Sogar die himmlischen Kräfte waren auf unserer Seite – trotz der späten Jahreszeit hatten wir an beiden Tagen warmes und sonniges Wetter. Allerdings wurde uns bei der späteren Besprechung des Wettbewerbs klar, dass man sich lieber nicht nur auf Petrus´ Wohlwollen verlassen sollte: Da der Musentempel keinen Vorraum hat, mussten die Teilnehmer die letzten Minuten vor ihrem Auftritt zwangsläufig an der frischen Luft verbringen. Also beschlossen wir, die Termine für die  zukünftigen Wettbewerbe auf einen Sommermonat zu legen.

So fand unser 3. Wettbewerb am 23. und 24. Juni 2007 mit 91 Teilnehmern in sieben Altersstufen statt.
Das Motto lautete "Blumen - Meeresbewohner - Das römische Carneval". Dazu hatte sich das ppk etwas Besonderes ausgedacht: die Teilnehmer mussten sich die Stücke selbst komponieren - und natürlich selbst vortragen!. Die zum wiederholten Mal große Teilnehmerzahl „erschreckte“ uns nicht mehr, sondern zeigte uns, dass unsere Wettbewerbe von den Lehrern und ihren Schülern gut aufgenommen worden sind und zum einem festen Bestandteil ihres musikalischen Lebenslaufs geworden sind.

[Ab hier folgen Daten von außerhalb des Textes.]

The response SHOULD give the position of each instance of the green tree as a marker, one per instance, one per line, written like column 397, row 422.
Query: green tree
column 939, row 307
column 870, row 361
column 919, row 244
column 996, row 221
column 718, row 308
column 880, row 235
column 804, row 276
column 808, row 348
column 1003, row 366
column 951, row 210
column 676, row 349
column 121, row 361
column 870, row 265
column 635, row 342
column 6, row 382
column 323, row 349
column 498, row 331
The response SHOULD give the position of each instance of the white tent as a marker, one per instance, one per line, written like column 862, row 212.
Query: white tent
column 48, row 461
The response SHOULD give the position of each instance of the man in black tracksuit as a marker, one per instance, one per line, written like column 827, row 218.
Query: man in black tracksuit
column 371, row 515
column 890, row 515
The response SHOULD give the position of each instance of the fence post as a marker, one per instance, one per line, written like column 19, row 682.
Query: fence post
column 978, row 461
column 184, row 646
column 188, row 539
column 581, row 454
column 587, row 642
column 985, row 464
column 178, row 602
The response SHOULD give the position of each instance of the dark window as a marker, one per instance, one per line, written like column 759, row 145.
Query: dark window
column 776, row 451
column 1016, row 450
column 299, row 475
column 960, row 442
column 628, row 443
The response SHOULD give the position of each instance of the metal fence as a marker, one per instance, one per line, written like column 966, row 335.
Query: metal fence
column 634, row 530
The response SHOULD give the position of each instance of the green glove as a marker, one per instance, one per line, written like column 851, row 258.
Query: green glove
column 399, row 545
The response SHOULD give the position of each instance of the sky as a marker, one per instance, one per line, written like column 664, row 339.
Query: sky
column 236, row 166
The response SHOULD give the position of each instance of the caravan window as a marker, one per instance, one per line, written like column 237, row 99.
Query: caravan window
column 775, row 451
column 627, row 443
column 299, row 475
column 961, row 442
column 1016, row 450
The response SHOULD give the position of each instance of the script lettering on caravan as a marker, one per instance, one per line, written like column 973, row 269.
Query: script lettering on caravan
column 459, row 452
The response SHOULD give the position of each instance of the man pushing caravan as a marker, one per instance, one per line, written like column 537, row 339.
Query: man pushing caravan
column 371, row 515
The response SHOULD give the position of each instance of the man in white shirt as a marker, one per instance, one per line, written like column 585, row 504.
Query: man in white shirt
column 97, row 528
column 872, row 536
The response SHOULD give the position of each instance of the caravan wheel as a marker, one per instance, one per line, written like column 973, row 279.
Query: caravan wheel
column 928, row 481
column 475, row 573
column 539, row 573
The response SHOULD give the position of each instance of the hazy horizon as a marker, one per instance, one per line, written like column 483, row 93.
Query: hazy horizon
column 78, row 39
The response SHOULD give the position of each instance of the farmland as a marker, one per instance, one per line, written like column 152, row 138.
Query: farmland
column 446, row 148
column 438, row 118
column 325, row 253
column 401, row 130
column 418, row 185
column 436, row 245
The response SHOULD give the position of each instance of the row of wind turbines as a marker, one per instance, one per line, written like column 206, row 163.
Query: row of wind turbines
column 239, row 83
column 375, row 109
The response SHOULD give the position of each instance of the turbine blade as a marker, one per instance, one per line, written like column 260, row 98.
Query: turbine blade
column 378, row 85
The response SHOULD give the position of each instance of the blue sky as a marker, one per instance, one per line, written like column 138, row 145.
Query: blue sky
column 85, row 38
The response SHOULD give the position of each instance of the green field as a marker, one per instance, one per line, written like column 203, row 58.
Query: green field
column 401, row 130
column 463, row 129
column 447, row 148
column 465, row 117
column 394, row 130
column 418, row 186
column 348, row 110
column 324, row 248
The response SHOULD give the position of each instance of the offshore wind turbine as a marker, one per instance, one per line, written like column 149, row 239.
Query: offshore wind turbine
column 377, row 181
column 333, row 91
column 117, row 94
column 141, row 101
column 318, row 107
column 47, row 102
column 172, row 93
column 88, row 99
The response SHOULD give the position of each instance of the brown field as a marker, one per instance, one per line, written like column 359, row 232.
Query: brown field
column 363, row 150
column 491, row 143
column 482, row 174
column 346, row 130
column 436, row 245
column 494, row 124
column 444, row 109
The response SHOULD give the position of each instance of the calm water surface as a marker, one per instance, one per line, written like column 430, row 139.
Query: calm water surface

Aber was wäre aus all unseren schönen Plänen geworden, hätten wir nicht die vielen Freunde, die unsere Projekte nicht nur mit ihren guten Wünschen und Gedanken, sondern auch praktisch und finanziell mittragen?!

So haben uns die Eufori-Stiftung für Wissenschaft und Kunst Karlsruhe, die Wolfgang-Hofmann-Stiftung, das Kulturreferat der Stadt Karlsruhe, das Pianohaus Erich Hötzel, das Pianohaus Schlaile und Grafikdesign Alfons Poschlod bei der Verwirklichung unserer Ideen unterstützt. Wir danken ihnen aus tiefsten Herzen dafür!!!

Großer Dank gebührt auch den vielen Helferinnen und Helfern, die uns an den Vorspieltagen viele Stunden ihrer freien Zeit geschenkt und somit zum Erfolg des Wettbewerbs beigetragen haben!!!

Ganz besonderer Dank gebührt den Kolleginnen und Kollegen, die sich  als Jury-Mitglieder uns zur Verfügung gestellt und mit unendlicher Geduld, Freundlichkeit und großem Fachverständnis an diesen langen Tagen gearbeitet haben!!!

Und nun … bis zum nächsten Wettbewerb!